Dieser Umstand allein sagt schon eine Menge aus über die Frau, die bereits stellvertretende Bundesvorsitzende ihrer Partei war und Generalsekretärin, und die nun seit Ende 2013 dem Bundesministerium für Arbeit und Soziales vorsteht. Dessen Tätigkeit wird von Andrea Nahles bereits seit ihrer erstmaligen Wahl in den Bundestag 1998 parlamentarisch begleitet, und nun leitet sie das kunterbunte Haus endlich selbst: Nahles ist Ministerin für die Rentenversicherung und die Integration von Behinderten, die Arbeitsmarktförderung und die Aus- und Weiterbildung, und auch das weite Feld der europäischen Sozialpolitik gehört zu ihrem Aufgabenbereich. Mehr als 120 Milliarden Euro stehen allein in diesem Jahr unter der Verantwortung der SPD-Politikerin, gut vierzig Prozent des Bundesetats. Zwei beachtliche Zahlen im »Land des entfesselten Marktes«.
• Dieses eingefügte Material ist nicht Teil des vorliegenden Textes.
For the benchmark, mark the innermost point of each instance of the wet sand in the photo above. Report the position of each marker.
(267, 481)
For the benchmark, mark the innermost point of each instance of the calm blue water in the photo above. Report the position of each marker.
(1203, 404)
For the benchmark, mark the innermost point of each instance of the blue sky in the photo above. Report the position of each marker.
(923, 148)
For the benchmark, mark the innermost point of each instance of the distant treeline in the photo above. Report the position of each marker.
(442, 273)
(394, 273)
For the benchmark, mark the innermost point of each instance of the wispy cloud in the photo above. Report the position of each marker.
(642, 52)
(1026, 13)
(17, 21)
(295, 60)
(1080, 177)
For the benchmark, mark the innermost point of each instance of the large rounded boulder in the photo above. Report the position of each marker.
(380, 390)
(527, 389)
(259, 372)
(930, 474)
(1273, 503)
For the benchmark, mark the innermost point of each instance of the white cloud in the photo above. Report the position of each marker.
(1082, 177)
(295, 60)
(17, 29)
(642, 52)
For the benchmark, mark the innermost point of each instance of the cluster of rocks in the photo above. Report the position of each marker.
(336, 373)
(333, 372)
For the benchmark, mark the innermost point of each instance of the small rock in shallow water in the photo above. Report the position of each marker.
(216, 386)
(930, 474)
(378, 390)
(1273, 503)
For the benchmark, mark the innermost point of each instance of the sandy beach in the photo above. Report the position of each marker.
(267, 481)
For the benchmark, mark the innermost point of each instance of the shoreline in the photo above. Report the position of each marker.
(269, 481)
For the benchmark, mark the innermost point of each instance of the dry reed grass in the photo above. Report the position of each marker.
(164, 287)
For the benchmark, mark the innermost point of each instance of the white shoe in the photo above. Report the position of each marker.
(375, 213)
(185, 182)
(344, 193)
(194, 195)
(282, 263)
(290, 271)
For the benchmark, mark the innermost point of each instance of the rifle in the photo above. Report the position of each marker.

Die Plünderung der Rentenkassen

Die Ministerin hat schon in den Koalitionsverhandlungen deutlich gemacht, dass sie die kommenden Jahre nutzen wird, um den Deutschen ihr Einmaleins zu lehren – ob man sie nun mag oder nicht. Vor allem in der Rentenpolitik kämpft Nahles seit jeher gegen die faktische Macht der Zahlen: So gehörte sie von Anfang an zu den erbitterten Gegnern der »Rente mit 67«, die Kanzler Schröder und ihr eigener Vorgänger Franz Müntefering während ihrer Regierungszeit durchgesetzt haben.

Im Bündnis mit der Union dreht Nahles diese Errungenschaft nun wieder zurück: Ihr Meisterstück aus den Koalitionsgesprächen ist die »Rente mit 63« für jene, die auf fünfundvierzig Beitragsjahre zurückblicken können. In der Vorstellungswelt der Ministerin begünstigt dies vor allem die »Malocher«. Doch mit einem Minijob neben dem Studium kann man die geforderten Beitragsjahre auch herbeiführen, indem man nämlich für die Versicherungspflicht optiert.

Diese und andere »soziale Wohltaten«, die Nahles durchgesetzt hat, werden die Rücklage der Rentenversicherung von derzeit 31 Milliarden Euro bis zum Jahr 2018 vollständig aufzehren. Ein Skandal mit der tausendfachen Sprengkraft des Diözesanzentrums in Limburg – nur leider mit einem Tausendstel der medialen Empörung versehen. Die Planzahlen, mit denen die Ministerin rechnet, gehen im Übrigen davon aus, dass der Bundeszuschuss zur Renten»versicherung« von zuletzt 81,2 Milliarden Euro weiter anwachsen wird und zugleich der Beitragssatz bis 2019 auf 19,7 Prozent steigt.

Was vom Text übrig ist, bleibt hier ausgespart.